The political and public outcry about cost overruns for large infrastructure projects has been
well documented. In response to this the Government, in May 2004, sought to reform how
these projects would be procured. The stated aim was to achieve cost certainty and better
value for money.

The result was the production of 5 construction contracts and a consultant’s letter of

This talk focuses on the construction contracts which are,

1. A Contract for Building Works Designed by the Employer

2. A Contract for Building Works Designed by the Contractor

3. A Contract for Civil Engineering Works Designed by the Employer

4. A Contract for Civil Engineering Works Designed by the Contractor, and

5. A Contract for Minor Civil Engineering and Building Works Designed by the Employer

PART A - Who is Obliged to Use Them

Guidance issued by the Department of Finance, via Circular 33/06 (“the Guidance”), states
that projects procured directly by,

1. Government Departments

2. Bodies under the aegis of Government Departments (ie the NRA, RPA etc)

3. Local Authorities

4. Other relevant bodies that provide public services (ie schools, hospitals etc), and

5. Commercial Semi-State where “more than 50% of the funding for the project concerned
   comes directly or indirectly from the Exchequer” (emphasis added)

The first four categories are reasonably identifiable given their nature. The word “directly”
would suggest that if the public body is not “directly” employing the Contractor then the
new forms of contract are not required to be used.

I make this point as we have been involved with a number of Local Authorities and public
bodies who have entered into joint ventures, development agreements and PPP style
arrangements. In these types of contractual structure it is invariably the private sector
entity that procures the construction of the project. In such circumstances, I would be of
the view that there is no obligation to use the New Government Contracts.

The position of the Commercial Semi-State bodies is less clear. In essence, if 50% or more
of direct or indirect funding comes from the Exchequer, the New Government Contracts
must be used. The Guidance states the position in the negative and specifically mentions
the ESB, Bord Gais and An Post as bodies to whom the New Government Contracts would
prima facia not apply.

You could get into a philosophical debate over what “indirect funding” of a Semi-State body
means. Ultimately, each Semi-State body will have to seek guidance from the Department
of Finance as to whether they should use the New Government Contracts or not. This may
even be on a case by case basis depending on the nature of the project. It seems the
intent would be that there is no obligation to do so but the language is less than precise.

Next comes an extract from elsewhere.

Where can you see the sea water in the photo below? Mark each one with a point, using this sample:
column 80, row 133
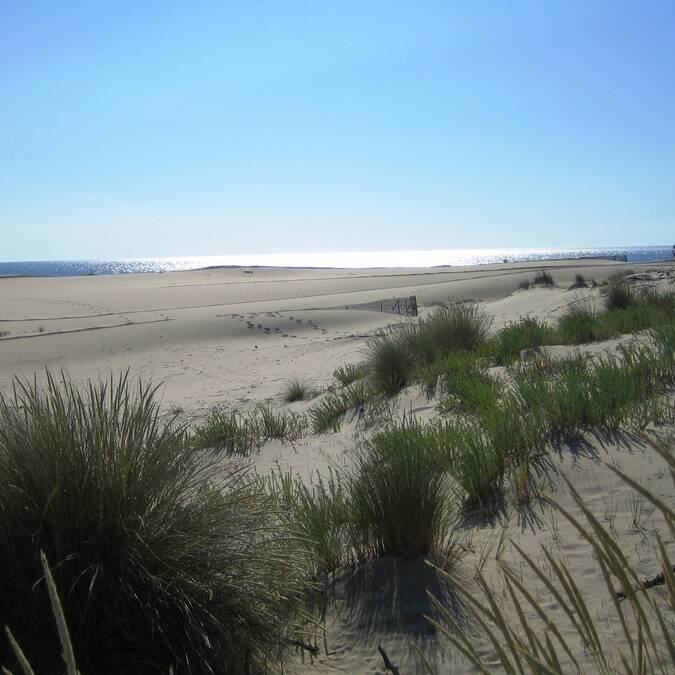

Finally on this point, paragraph 8 of the Guidance states that even if there is no obligation
to use the New Government Contracts, there use should be encouraged as best practise.
In particular, Clause 5.3 entitled Pay and Conditions of Employment must be included in
whatever forms or contract are used.

Sanctions – what happens if you don’t use them?

As per all guidance, Circular 33/06 is not legally binding. However, a public body will open
itself up to criticism if the Guidance is not followed. The Public Accounts Committee and
the Comptroller and Auditor General will no doubt carefully watch the situation.

I don’t believe, the non use of the New Government Contracts by a public body, would give
an unsuccessful bidder a right of action against the public body. However, I could see an
unsuccessful bidder trying to “muddy the waters” by bringing judicial review proceedings.


According to the Guidance, all amendments to the New Government Contracts, must be
approved by the GCCC before use by a public body. This would seem overly prescriptive.
However, perhaps understandable if greater systemisation is one of the overall goals of the
Department of Finance.

PART B - Things to Watch Out For

As most of you will be aware debate has raged about all aspects of the New Government
Contracts. Are they needed? the risk allocations etc.

As mentioned, the central aim was to achieve greater cost certainty and obtain value for
money. This goal will only have been achieved when a number of projects have been
completed on budget.

What can be said is that a maximisation of risk transfer has been achieved in the new
Government Contracts. The job of the Contractor has, as a result, become a lot more
difficult. If value for money is ultimately to be achieved the private sector will have to be
put in a position to effectively manage the risks transferred.

This is not virgin territory, the FIDIC Silver Book Contract has roughly the same risk
allocations and has been used in a number of projects that I have been involved in.

This next section highlights some of the issues that the private sector will need to be aware
of before “pricing” a contract.

1. Claims for Delay and Disruption

   When researching this paper, I read some of the commentaries on the New Government
   Contracts written by other parties. Much has been made about the provisions of Clause
   10.3.2. It states that “[if] the Contractor does not give notice and details in accordance
   with and within the time provided…the Contractor shall not be entitled to an increase to
   the Contract Sum or an extension of time”.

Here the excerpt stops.